The Ebola death reported in Liberia last month should have served notice to the U.S. Congress that now is not the time to let down our collective guard against this deadly disease and other emerging pathogens, such as the in-the-headlines Zika virus.

Mere hours after global health officials declared an end to the latest West African Ebola outbreak in mid-January, yet another death from it was reported in Sierra Leone. Tests confirmed Ebola caused the death, according to the BBC News, prompting the World Health Organization to warn of further flare-ups.

Against this backdrop, the rejection of an emergency public health funding request by a key House committee is shockingly irresponsible. Late last week, the House Appropriations Committee turned down a White House request for $1.8 billion in supplemental funding to fight the Zika virus. This mosquito-borne disease is linked to a serious birth deformity in Central and South America.

The committee is led by Republican Rep. Hal Rogers of Kentucky. He and other GOP leaders instead insisted that President Obama's administration first use unspent Ebola funds. The Department of Health and Human Services still has $1.4 billion in Ebola funding, and the State Department has another $1.3 billion.

The fault with that recommendation should be obvious. It assumes — incorrectly — that the Ebola funds aren't still in use or still needed. Unfortunately, this mysterious, highly lethal virus is far from vanquished. It remains capable of causing the outbreaks that triggered a panicked national debate in late 2014 over airline travel and border closure. The disease's spread also raised troubling concerns about the time it took global health agencies to respond to the West African crisis.

The sums set aside for Ebola should remain dedicated to preparing for future outbreaks. Raiding some or all of these dollars to fight Zika would undermine the nation's readiness and potentially slow its response to a future Ebola outbreak. It could also result in the dollars dedicated to Zika falling well short of what is needed. That's of critical concern when weakened funding for the World Health Organization means a greater reliance on U.S. leadership and resources to combat disease.

Numerous top health experts have testified before Congress about the need for rapid, robust Zika funding. Among them: Dr. Tom Frieden of the Centers for Disease Control and Prevention and Dr. Anthony Fauci of the National Institute of Allergy and Infectious Diseases.

Much of the money would go to these agencies to help develop better diagnostic tests, treatments and a Zika vaccine.

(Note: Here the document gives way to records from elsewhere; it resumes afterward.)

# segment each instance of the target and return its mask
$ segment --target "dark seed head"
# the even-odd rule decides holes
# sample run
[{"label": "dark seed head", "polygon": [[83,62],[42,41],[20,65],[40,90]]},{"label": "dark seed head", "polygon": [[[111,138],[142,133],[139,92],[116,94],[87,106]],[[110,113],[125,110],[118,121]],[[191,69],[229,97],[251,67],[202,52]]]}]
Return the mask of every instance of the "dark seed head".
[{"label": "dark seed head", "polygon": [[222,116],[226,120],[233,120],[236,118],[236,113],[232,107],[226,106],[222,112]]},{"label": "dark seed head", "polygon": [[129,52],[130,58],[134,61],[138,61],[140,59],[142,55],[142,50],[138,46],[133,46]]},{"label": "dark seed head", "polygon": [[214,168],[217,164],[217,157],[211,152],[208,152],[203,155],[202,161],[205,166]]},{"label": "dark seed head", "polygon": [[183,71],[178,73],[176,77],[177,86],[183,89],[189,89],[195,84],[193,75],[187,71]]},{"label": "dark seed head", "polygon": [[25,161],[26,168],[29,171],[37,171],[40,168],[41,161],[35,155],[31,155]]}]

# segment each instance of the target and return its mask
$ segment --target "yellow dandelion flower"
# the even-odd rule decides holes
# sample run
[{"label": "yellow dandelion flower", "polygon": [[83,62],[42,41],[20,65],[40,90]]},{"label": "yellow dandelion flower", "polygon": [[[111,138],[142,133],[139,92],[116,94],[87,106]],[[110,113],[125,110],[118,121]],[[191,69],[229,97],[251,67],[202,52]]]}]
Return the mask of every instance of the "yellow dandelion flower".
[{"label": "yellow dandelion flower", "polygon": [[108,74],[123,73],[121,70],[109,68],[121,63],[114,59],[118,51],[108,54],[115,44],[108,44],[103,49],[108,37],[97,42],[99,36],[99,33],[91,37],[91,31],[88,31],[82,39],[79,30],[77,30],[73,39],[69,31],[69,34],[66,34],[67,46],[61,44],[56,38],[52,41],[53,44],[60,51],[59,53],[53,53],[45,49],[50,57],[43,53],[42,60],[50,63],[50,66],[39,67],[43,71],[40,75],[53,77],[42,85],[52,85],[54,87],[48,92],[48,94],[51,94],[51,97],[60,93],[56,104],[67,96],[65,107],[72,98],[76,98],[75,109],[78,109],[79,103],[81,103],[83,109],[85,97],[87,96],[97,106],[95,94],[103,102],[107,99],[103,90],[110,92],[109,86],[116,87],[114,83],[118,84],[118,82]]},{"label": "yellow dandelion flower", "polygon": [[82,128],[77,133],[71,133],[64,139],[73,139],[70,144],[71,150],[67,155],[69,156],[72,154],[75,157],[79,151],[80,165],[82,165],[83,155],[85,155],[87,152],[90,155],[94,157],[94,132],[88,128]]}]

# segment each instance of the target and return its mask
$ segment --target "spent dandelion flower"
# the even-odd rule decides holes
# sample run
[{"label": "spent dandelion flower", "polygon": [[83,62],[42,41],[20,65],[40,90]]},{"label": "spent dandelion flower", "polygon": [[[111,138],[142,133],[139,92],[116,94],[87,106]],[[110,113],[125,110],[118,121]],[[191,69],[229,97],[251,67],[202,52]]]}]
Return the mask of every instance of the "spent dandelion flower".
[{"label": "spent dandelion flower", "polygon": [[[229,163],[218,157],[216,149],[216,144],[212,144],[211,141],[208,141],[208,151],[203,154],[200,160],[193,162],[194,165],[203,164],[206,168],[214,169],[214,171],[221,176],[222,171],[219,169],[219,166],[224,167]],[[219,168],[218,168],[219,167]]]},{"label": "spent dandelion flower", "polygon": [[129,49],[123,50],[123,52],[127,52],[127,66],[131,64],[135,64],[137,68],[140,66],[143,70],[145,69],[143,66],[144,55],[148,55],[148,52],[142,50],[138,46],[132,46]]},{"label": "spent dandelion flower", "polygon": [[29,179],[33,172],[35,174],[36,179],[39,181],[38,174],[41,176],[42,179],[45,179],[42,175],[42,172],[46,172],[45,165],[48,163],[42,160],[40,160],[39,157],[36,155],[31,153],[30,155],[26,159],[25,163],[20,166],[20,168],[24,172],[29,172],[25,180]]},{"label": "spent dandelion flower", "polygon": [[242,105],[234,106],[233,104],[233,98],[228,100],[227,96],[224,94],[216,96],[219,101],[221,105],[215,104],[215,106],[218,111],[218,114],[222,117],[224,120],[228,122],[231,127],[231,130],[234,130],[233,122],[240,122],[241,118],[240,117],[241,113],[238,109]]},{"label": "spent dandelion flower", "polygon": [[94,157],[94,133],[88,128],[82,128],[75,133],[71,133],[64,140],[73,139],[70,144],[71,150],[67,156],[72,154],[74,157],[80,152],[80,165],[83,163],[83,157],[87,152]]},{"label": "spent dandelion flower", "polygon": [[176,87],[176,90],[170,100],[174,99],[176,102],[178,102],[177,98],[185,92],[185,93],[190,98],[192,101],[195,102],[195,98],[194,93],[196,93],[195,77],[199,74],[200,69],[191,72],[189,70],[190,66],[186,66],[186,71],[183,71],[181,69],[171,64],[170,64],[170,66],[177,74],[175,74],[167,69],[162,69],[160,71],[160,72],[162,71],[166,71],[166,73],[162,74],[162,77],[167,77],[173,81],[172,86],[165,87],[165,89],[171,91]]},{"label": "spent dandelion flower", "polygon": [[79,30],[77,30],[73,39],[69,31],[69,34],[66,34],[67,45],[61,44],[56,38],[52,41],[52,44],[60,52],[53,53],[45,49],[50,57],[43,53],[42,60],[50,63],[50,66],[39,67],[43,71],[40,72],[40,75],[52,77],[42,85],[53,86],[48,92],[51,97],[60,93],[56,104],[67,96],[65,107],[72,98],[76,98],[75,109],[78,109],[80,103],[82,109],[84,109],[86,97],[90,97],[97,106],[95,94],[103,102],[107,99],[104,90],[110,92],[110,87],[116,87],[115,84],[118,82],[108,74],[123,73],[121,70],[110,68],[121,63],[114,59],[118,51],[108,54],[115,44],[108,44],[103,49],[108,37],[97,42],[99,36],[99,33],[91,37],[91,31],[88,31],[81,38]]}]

Other funds would be used for mosquito control and to bolster medical care for children born with the deformity. The Zika virus, which is carried by a tropical mosquito, has been linked to microcephaly, a head deformity that can cause lifelong disabilities or death.

Frieden's and Fauci's medical expertise should be respected, not disregarded. House Republican leaders should have approved the Zika request. Congressional leaders, including those from Minnesota — a state known for its world-class health care — must correct this mistake as soon as possible.